A big part of hitting your goals this year will come down to how well you match your customer personas to your cause marketing.
Don’t believe me? Let’s review some quick facts.
Cause marketing increases:
- lifetime value, 18%1
- average order value, 23%2
- conversion rates, 19%3
- new customer switching, 50%4
- pricing flexibility, 67%5
But everyone’s doin’ it, right?
“It’s table stakes now and doesn’t provide an incremental benefit.”
Well, yes and no.
Cause marketing is being used ubiquitously because it works. That doesn’t mean it’s always being done right.
Marketing 101
You can juice up your cause marketing impact for Your company by following a simple, proven tactic.
Ask yourself, what is a tried-and-true formula in marketing that increases conversion, cart size, and customer loyalty?
The answer: marketing to customer personas.
I’d put marketing to personas in the category of gravity – it always works.
Applying customer personas to your cause marketing will work too. The more you focus on your personas and craft your cause marketing messaging and tactics, the better your rewards will be.
It's not about you
Oh, the temptation!
The temptation to pick our favorite cause and make sure it’s being promoted by our company and our services...
Or, to take it easy: stick with the one, big cause we already are supporting.
But…
Assuming that you are choosing from a pool of legitimate causes and nonprofits, what’s more important?
Choosing one general cause that’s convenient?
Or choosing a cause that each one of your customer personas can identify with, and want to support?
Or, put another way: would you rather raise $10,000 for a generic, one-size-fits-all cause?
Or $35,000 for five causes that each of your customer personas identify with and foster greater sales impact?
With persona-based cause marketing, you’ll accomplish so much more:
- Higher donations for worthy causes
- Increased sales
- Higher conversion
- Greater customer loyalty
- Improved customer engagement
Basic principles of persona-based cause marketing
We all know our personas.
If you don’t have your personas down tight, here’s a blog and tool from HubSpot you can use to build them out.

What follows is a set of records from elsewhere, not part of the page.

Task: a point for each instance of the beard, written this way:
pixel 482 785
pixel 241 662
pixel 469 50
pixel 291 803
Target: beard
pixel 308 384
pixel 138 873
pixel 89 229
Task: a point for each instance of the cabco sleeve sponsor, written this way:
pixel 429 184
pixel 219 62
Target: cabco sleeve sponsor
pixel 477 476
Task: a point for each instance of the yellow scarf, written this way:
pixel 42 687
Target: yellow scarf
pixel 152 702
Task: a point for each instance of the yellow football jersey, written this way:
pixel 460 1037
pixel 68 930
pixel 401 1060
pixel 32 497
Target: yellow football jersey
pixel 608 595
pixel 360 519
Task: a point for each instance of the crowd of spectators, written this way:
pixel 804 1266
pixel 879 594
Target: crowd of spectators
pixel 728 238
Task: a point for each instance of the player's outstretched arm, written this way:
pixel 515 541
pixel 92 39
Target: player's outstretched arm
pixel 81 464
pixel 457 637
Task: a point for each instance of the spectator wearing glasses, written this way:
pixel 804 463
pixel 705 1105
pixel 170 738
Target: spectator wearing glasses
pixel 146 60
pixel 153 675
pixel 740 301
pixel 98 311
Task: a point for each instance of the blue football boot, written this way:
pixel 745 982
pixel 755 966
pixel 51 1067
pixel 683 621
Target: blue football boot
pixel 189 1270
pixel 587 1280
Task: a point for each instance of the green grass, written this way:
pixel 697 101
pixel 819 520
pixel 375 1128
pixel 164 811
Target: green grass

My bet though, there, is that you already have detailed personas for your customers.
For this exercise, your next step is to rank your personas by overall sales.
Try this: rank your personas by which one buys the most products in $ value and contributes the most in gross margin to your overall business.
Now, cull the group down to the top five personas based on those revenue and gross margin metrics.
Pick the #1 persona and let’s get started!
For now, let’s just discuss your first persona-based nonprofit selection, but keep in mind you will want to do this for every significant persona.
As a rule of thumb, if a persona drives more than 10% of overall sales, it's worth aligning with a nonprofit in cause marketing.
We’ll show you how to manage all the compliance challenges later (there’s a simple solution). For now, let’s just focus on increasing revenue performance.
Our next challenge is to research and find a charity or nonprofit that matches your persona.
The tighter your target nonprofit matches the goals and desires of your persona, the greater your sales and marketing impact will be.
Here's a good example
PADI is the professional association of diving instructors. Visitors on their sites are either recreational divers or professional diving instructors.
They support an initiative called Dives Against Debris.
Dives Against Debris events are when a group of divers in an area get together and dive a specific dive region or comb its beaches for debris that is not natural (refuse). Divers then remove the debris from the area.
Seiko, the world’s largest seller of luxury dive watches, partnered with PADI to sponsor and support Dives Against Debris.
Seiko knew their persona, knew the relative socioeconomic characteristics of their customers, knew their affinity for diving and the ocean, and found a great partner to increase persona-connection to their products.
But catch this! If you aren’t a diver, you might be surprised to know that almost no one actually wears a dive watch to dive anymore. Divers wear wrist-based computers. Seiko doesn't even make wearable dive computers.
But a dive watch… that’s a fashion statement and a lifestyle vibe, and Seiko continues to sell boatloads of "dive watches" at handsome prices as a major product in their lineup.
So Seiko, partnering with PADI, supports a cause that dive watch buyers support, even though they don’t use dive watches for diving. That’s a smart persona-based nonprofit alliance!
But does Seiko stop there? No, Seiko knows that they have multiple personas who use their watches.
So Seiko supports polar expeditions (outdoor watches), track and field community outreach to young athletes (runner/triathlete watches), road races (runner/triathlete watches), youth sport competitions (kids' sports watches), swimming days (stopwatches), and even distribute clocks to lesser-developed countries for education.
There is a multiplicity of personas, so Seiko aligns with a multiplicity of causes.
Persona-based marketing = persona-aligned cause marketing!
When you incorporate that same strategy in your business – especially as part of the customer journey for online sales – the impact of cause marketing will dramatically increase.